Traffic stops in Connecticut

classification

logistic regression

Records for every traffic stop made by the Connecticut State Police over several years, including the reason for the stop and demographic details. Use classifiers to study whether stop and search decisions show signs of bias.

Author

Alex Reinhart

Published

February 9, 2019

Data files

• connecticut-stops.csv.gz

Data year

2015

Motivation

In the United States, police officers routinely make traffic stops for a variety of reasons, like speeding, reckless driving, or use of cell phones while driving. They’re one of the main ways ordinary people interact with police, and while most traffic stops are completely routine, others are more serious, leading to searches, arrests, and sometimes violence.

Because traffic stops are so common, they’re also widely scrutinized. Some allege that officers are racially biased in who they stop, which vehicles they choose to search, or who they decide to give tickets instead of warnings to. Until recent years, detailed data was not available to help answer these allegations, but new initiatives have begun to collect extensive data from police departments across many states.

Data

This dataset records all traffic stops made by the Connecticut State Police (not the police departments of individual towns and cities) from October 2013 to March 2015, amounting to nearly 320,000 traffic stops. Each row is one stop.

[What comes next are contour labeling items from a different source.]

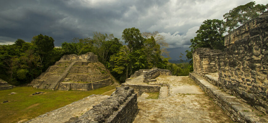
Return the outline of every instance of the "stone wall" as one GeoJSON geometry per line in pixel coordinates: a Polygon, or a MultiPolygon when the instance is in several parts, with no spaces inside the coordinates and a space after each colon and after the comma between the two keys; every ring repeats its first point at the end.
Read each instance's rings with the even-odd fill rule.
{"type": "Polygon", "coordinates": [[[66,123],[130,123],[137,109],[137,94],[128,86],[117,88],[106,100],[66,123]]]}
{"type": "Polygon", "coordinates": [[[247,103],[227,93],[194,73],[189,73],[189,76],[233,121],[243,123],[268,122],[268,116],[263,115],[247,103]]]}
{"type": "Polygon", "coordinates": [[[193,52],[193,72],[201,76],[217,71],[217,55],[221,52],[217,50],[197,48],[193,52]]]}
{"type": "Polygon", "coordinates": [[[0,90],[12,89],[13,86],[7,82],[0,79],[0,90]]]}
{"type": "Polygon", "coordinates": [[[87,91],[97,89],[113,84],[112,79],[108,78],[103,80],[88,83],[62,82],[59,85],[59,90],[70,90],[87,91]]]}
{"type": "Polygon", "coordinates": [[[151,81],[151,80],[154,79],[160,75],[171,76],[171,72],[167,69],[153,68],[152,69],[145,72],[144,75],[143,82],[148,83],[151,81]]]}
{"type": "Polygon", "coordinates": [[[81,60],[85,61],[98,62],[98,56],[94,55],[93,53],[90,52],[79,56],[75,54],[65,55],[61,57],[59,61],[81,60]]]}
{"type": "Polygon", "coordinates": [[[265,30],[266,28],[267,30],[266,27],[267,25],[265,25],[267,21],[267,11],[266,11],[257,18],[251,20],[235,30],[231,33],[226,35],[224,40],[224,45],[227,47],[231,46],[236,41],[251,36],[250,35],[252,35],[253,33],[261,32],[260,31],[266,31],[265,30]],[[264,30],[262,31],[260,29],[264,30]]]}
{"type": "Polygon", "coordinates": [[[134,85],[122,84],[122,87],[129,86],[134,89],[134,92],[137,94],[138,96],[140,96],[144,92],[159,92],[160,90],[160,86],[148,85],[134,85]]]}
{"type": "Polygon", "coordinates": [[[268,12],[226,35],[219,55],[218,85],[268,113],[268,12]]]}

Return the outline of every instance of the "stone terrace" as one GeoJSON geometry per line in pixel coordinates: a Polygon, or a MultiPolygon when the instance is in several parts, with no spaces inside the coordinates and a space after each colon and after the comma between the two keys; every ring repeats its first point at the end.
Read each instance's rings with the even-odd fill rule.
{"type": "Polygon", "coordinates": [[[169,96],[147,99],[145,98],[148,94],[144,93],[138,97],[139,110],[133,123],[232,122],[188,76],[160,75],[156,79],[156,81],[149,83],[169,85],[169,89],[160,91],[160,94],[166,91],[169,96]]]}

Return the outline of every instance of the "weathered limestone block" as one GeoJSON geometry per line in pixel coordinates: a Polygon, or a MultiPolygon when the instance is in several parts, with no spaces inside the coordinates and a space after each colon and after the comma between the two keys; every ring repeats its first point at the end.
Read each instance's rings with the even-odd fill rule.
{"type": "Polygon", "coordinates": [[[218,58],[223,90],[268,113],[268,12],[225,37],[227,48],[218,58]]]}
{"type": "Polygon", "coordinates": [[[60,58],[60,61],[82,61],[90,62],[98,62],[98,56],[93,53],[88,52],[86,54],[78,56],[75,54],[65,55],[60,58]]]}
{"type": "Polygon", "coordinates": [[[193,53],[193,72],[201,76],[217,71],[217,55],[221,52],[217,50],[197,48],[193,53]]]}
{"type": "Polygon", "coordinates": [[[112,84],[112,81],[110,78],[88,83],[62,82],[60,83],[58,89],[61,90],[72,90],[87,91],[97,89],[112,84]]]}
{"type": "Polygon", "coordinates": [[[189,73],[189,76],[233,121],[243,123],[268,122],[268,116],[263,115],[246,103],[227,93],[194,73],[189,73]]]}
{"type": "Polygon", "coordinates": [[[134,89],[134,92],[140,96],[144,92],[150,93],[159,92],[160,91],[160,86],[153,85],[134,85],[123,83],[121,85],[122,87],[129,86],[134,89]]]}
{"type": "Polygon", "coordinates": [[[151,70],[151,69],[140,69],[137,71],[135,71],[133,75],[130,76],[131,78],[135,78],[138,77],[141,75],[144,75],[146,72],[151,70]]]}
{"type": "Polygon", "coordinates": [[[128,86],[116,88],[110,97],[93,106],[71,123],[130,123],[137,109],[137,94],[128,86]]]}

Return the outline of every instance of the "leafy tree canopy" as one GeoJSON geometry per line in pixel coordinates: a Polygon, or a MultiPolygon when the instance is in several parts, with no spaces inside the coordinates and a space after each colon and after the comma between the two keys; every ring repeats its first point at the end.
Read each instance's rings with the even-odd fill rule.
{"type": "Polygon", "coordinates": [[[45,54],[54,48],[54,40],[51,37],[40,34],[34,36],[31,42],[36,46],[38,52],[40,54],[45,54]]]}
{"type": "Polygon", "coordinates": [[[224,25],[229,28],[228,33],[257,17],[268,9],[268,4],[266,5],[255,4],[255,2],[252,2],[238,6],[223,15],[224,19],[226,19],[224,25]]]}
{"type": "Polygon", "coordinates": [[[198,47],[207,47],[221,50],[225,48],[223,34],[226,31],[226,29],[223,26],[223,21],[216,19],[207,20],[203,23],[203,24],[196,32],[196,36],[190,40],[192,43],[190,46],[191,51],[185,51],[188,59],[192,59],[193,50],[198,47]]]}

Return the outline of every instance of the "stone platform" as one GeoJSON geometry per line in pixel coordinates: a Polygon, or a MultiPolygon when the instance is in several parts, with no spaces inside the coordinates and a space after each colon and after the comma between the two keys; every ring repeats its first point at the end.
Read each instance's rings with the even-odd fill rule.
{"type": "Polygon", "coordinates": [[[9,84],[7,82],[0,79],[0,90],[10,89],[12,88],[12,85],[9,84]]]}
{"type": "Polygon", "coordinates": [[[234,121],[240,123],[268,122],[268,116],[210,83],[209,81],[213,83],[213,81],[217,81],[216,75],[215,73],[206,75],[205,77],[209,81],[194,73],[190,73],[189,76],[234,121]]]}

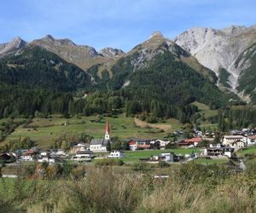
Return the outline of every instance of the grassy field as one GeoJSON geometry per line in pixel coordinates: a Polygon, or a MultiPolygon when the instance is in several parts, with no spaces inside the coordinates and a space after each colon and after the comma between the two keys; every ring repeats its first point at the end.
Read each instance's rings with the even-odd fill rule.
{"type": "Polygon", "coordinates": [[[201,128],[205,128],[206,130],[213,130],[214,128],[217,128],[217,124],[211,124],[209,121],[207,121],[207,118],[217,115],[218,110],[211,110],[207,105],[197,101],[193,102],[191,105],[196,106],[199,110],[198,113],[200,113],[207,119],[205,121],[203,121],[202,119],[199,120],[199,122],[201,124],[201,128]]]}
{"type": "Polygon", "coordinates": [[[196,164],[224,164],[227,163],[229,160],[226,158],[220,158],[220,159],[206,159],[199,158],[197,159],[195,159],[193,162],[196,164]]]}
{"type": "Polygon", "coordinates": [[[150,158],[153,155],[158,155],[160,153],[174,153],[175,154],[191,154],[192,152],[199,153],[199,148],[177,148],[177,149],[166,149],[166,150],[137,150],[137,151],[127,151],[125,152],[124,162],[136,162],[139,158],[150,158]]]}
{"type": "Polygon", "coordinates": [[[238,156],[244,157],[246,154],[256,154],[256,147],[251,147],[245,149],[241,149],[237,153],[238,156]]]}
{"type": "Polygon", "coordinates": [[[124,114],[117,118],[103,118],[100,123],[92,123],[96,116],[71,118],[34,118],[28,128],[19,126],[5,141],[16,140],[20,137],[30,137],[38,143],[38,147],[47,148],[55,136],[63,133],[85,133],[94,138],[102,138],[105,134],[107,118],[110,124],[111,136],[125,138],[164,138],[170,131],[176,130],[181,124],[176,119],[168,119],[165,125],[170,125],[168,132],[156,128],[140,128],[136,126],[134,118],[126,118],[124,114]],[[67,124],[65,125],[65,124],[67,124]]]}

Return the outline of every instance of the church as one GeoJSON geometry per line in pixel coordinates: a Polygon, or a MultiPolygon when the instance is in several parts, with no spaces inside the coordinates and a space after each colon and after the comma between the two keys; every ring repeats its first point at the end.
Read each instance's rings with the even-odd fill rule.
{"type": "Polygon", "coordinates": [[[90,150],[95,153],[106,153],[110,150],[109,123],[107,120],[104,139],[92,139],[90,150]]]}

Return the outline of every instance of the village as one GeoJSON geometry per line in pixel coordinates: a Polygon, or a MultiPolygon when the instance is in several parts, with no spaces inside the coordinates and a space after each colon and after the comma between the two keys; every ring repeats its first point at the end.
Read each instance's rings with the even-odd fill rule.
{"type": "MultiPolygon", "coordinates": [[[[174,134],[183,135],[182,130],[174,134]]],[[[106,124],[105,136],[102,139],[92,139],[90,144],[78,143],[69,150],[40,150],[34,147],[30,149],[16,150],[15,152],[4,152],[0,153],[2,164],[38,162],[55,163],[70,162],[91,163],[96,159],[119,158],[125,159],[126,154],[143,151],[148,152],[146,158],[138,158],[137,161],[148,164],[165,162],[167,164],[186,163],[196,158],[205,159],[229,159],[234,157],[236,151],[256,145],[255,130],[243,129],[241,130],[231,130],[229,135],[223,135],[219,141],[216,142],[214,132],[195,130],[193,137],[182,138],[177,141],[170,141],[160,139],[127,139],[124,142],[127,144],[125,150],[112,150],[110,126],[108,121],[106,124]],[[195,150],[196,149],[196,150],[195,150]],[[185,150],[185,153],[174,153],[175,150],[185,150]],[[194,152],[196,151],[196,152],[194,152]]],[[[128,160],[129,162],[129,160],[128,160]]],[[[129,162],[130,163],[130,162],[129,162]]]]}

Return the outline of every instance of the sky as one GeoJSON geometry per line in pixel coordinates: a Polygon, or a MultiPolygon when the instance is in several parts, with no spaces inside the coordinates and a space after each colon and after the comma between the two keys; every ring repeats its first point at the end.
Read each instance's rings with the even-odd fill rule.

The data summarizes each stop, including driver demographics, the reason for the stop, and whether a search was conducted or contraband was found.

Data preview

connecticut-stops.csv.gz

Variable descriptions

Variable	Description
id	A unique ID assigned to each stop.
state	The state in which each stop occurred (always CT, for Connecticut, in this data)
stop_date	Date of the traffic stop (YYYY-MM-DD)
stop_time	Time the stop occurred (24-hour time, HH:MM)
location_raw	Location name from original records, used to identify the county
county_name	County in which the stop occurred
county_fips	The unique FIPS ID code for the county
fine_grained_location	A more detailed location, not in a standardized format
police_department	Name of the police department making the stop
driver_gender	Gender of the driver, as recorded by the officer making the stop
driver_age_raw	Driver’s age from the original dataset. Not always in a consistent format
driver_age	Driver’s age; NA if under 15 or greater than 99
driver_race_raw	The driver’s race, as recorded by the officer. Not in a standard format.
driver_race	The driver’s race, standardized to these options: White, Black, Hispanic, Asian, Other, and NA (unknown). Asian includes Asian, Pacific Islander, and Indian. Native Americans are listed as Other, and anyone with Hispanic ethnicity is listed as Hispanic.
violation_raw	The violation for which the driver was stopped, from the original data
violation	The violation broken into standard categories, like Speeding, Lights, or Moving violation. Some stops involve multiple violations, separated by commas.
search_conducted	TRUE if the officer searched the vehicle; FALSE otherwise.
search_type_raw	Justification for the search, if conducted, as written by the police agency
search_type	Justification for the search broken down into consistent categories like Consent (driver gave consent). Many are listed as Other with no reason given
contraband_found	Whether the search found contraband (like drugs). TRUE or FALSE, and FALSE if no search was performed.
stop_outcome	The result of the stop: arrest, ticket, warning, and so on.
is_arrested	Whether an arrest was made (TRUE or FALSE).
officer_id	A unique ID for the officer making the stop.
stop_duration	Duration of the stop, broken into categories (1-5 min, 16-30 min, and so on).

Questions

Conduct an exploratory analysis of the data. What stop types are most common? Is there variation by race or gender? What types of stop are most likely to lead to a ticket?
One way to look for racial discrimination in the decision to search a vehicle is called the “outcome test”. If officers do not discriminate, and instead use only objective evidence to decide a car should be searched for drugs, then the rate at which they find drugs should be the same across racial groups. But if officers unfairly target a racial group for searches, they may conduct more searches of drivers in that group without finding any drugs.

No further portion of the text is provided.